Kill switches coming to Android, Windows phones

(RioPatuca/Shutterstock.com)

(RioPatuca/Shutterstock.com)

Relaxnews

, Last Updated: 11:47 AM ET

Following Apple's lead, a system for shutting down and wiping the contents of a handset will soon be standard on all phones.

The idea is that when the kill switch is activated, a handset becomes worthless. It no longer functions as a phone or a tablet and none of the information stored on it can be accessed as it has been deleted.

In this regard, Apple has been a pioneer in adding features and settings to all of its products -- from notebooks to tablets -- that help reduce the impact if a device is misplaced or stolen. Its Find My Phone app for example, enables users to track their device online and locate it remotely or, in the event of theft, permanently lock the device.

In September, it updated the feature with Activation Lock, which remotely shuts down an iPhone or iPad and wipes its memory, and according to a study by the New York State Attorney General, the new feature has had a dramatic effect on iPhone thefts.

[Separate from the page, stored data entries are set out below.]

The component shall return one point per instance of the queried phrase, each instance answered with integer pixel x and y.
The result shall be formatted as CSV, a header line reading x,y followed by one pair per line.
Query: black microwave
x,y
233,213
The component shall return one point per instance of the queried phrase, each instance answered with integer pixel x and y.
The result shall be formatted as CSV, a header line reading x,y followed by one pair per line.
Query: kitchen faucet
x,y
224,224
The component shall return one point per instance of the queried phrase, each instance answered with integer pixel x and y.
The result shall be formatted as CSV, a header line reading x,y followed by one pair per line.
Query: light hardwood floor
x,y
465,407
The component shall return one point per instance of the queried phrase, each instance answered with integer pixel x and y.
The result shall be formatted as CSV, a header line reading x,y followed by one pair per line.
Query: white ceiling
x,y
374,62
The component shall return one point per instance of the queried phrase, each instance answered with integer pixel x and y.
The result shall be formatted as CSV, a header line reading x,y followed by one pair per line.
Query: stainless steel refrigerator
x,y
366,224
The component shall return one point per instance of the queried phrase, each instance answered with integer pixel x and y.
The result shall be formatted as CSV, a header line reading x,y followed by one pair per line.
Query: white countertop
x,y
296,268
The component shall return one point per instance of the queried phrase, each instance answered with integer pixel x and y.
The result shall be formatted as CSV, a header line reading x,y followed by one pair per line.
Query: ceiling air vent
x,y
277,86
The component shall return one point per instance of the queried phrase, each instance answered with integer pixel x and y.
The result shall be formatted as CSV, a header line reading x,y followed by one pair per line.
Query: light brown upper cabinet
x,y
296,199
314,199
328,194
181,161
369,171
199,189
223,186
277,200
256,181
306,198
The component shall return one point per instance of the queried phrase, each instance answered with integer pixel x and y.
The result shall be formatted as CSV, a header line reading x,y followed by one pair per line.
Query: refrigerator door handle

Between January and May 2014, theft of Apple devices dropped by 17 percent, while in San Francisco iPhone thefts dropped by 38 percent in the first six months after Apple launched the feature in September 2013. London also saw a drop in Apple handset thefts of 24 percent over the same period but as a result also reported a rise in the number of thefts of other, non-Apple smartphones.

Despite being the world's leading smartphone operating system, Android has been slow to offer something similar, leading Samsung, Sony and LG to develop and offer their own protection systems.

However, that is all set to change. The Save our Smartphones (SOS) initiative, set up by the New York State Attorney General to raise awareness of the issue and to lobby the US government into making the smartphone kill switch a legal requirement, reported on Thursday that both Google's Android and Microsoft's Windows Phone platforms are being updated and will soon also feature kill switches to protect their customers' devices and the information stored on them.